Distributed concern

When the earthquake and tsunami hit Japan in 2011 I was in Austin for my first in-person company meeting. I remember being in the hotel lobby with my teammates an many other coworkers that had just arrived for SXSW. As we learned the news, many of them contacted some of our colleagues living in Japan and made sure they were fine. I had never felt worried about something so distant before.

One of the overlooked aspects of working for a distributed company like Automattic is that your circle of friends and acquaintances suddenly explodes geographically.

Since then, every time there’s a tragedy in the news I have to ask myself if I know someone there, and sometimes I do. I knew someone at a mass shooting in a school in Colorado, and several coworkers living in Paris during the 2015 attacks. A colleague’s parents lived in Cairo during the 2011 revolution. I’ve received Facebook notifications about friends being OK after a flooding in South Asia without even knowing they were there. And so many other times when I had to wonder again, do I know someone there?.

You see tragedies in the news every day. It’s so common that it’s sometimes hard to feel connected. It’s hard, I think, because if we cared as deeply about the remote tragedies as we do about the local ones, we would be in pain all the time.

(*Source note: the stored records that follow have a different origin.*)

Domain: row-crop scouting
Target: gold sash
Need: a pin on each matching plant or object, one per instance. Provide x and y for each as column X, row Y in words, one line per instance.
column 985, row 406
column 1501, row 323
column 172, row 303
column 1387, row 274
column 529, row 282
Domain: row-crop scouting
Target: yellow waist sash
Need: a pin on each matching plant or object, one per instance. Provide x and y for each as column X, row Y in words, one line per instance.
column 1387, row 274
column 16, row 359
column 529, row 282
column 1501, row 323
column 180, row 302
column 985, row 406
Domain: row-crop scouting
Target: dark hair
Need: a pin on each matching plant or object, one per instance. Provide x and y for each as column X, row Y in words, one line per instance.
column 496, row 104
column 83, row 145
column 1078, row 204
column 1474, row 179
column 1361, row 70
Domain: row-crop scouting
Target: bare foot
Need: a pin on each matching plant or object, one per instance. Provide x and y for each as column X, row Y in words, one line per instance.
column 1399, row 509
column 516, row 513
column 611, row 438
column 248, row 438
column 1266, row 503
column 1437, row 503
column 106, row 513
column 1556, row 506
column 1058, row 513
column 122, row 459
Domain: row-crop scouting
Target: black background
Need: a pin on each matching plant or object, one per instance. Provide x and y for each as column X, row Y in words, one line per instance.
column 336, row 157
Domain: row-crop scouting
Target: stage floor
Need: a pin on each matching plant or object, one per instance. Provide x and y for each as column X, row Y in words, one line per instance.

I’m glad to know all those people around the world because that question has been very powerful. Most of the time I don’t know someone there, or if I know they’re fine. But then it’s easy to ask myself what if I did?. This isn’t just another segment in the news, this is real life, and real tragedy for many people.

A series of interiors

I’ve been reading Wanderlust: A History of Walking, and this paragraph made me pause:

Many people nowadays live in a series of interiors — home, car, gym, office, shops — disconnected from each other. On foot everything stays connected, for while walking one occupies the spaces between those interiors in the same way one occupies those interiors. One lives in the whole world rather than in interiors built up against it.

I’ve had a similar reflection before when traveling: that you could leave home and go from taxi to train to airport to the other side of the world and emerge on a subway exit in New York or Tokyo twenty-some hours later, without having set foot on an open space.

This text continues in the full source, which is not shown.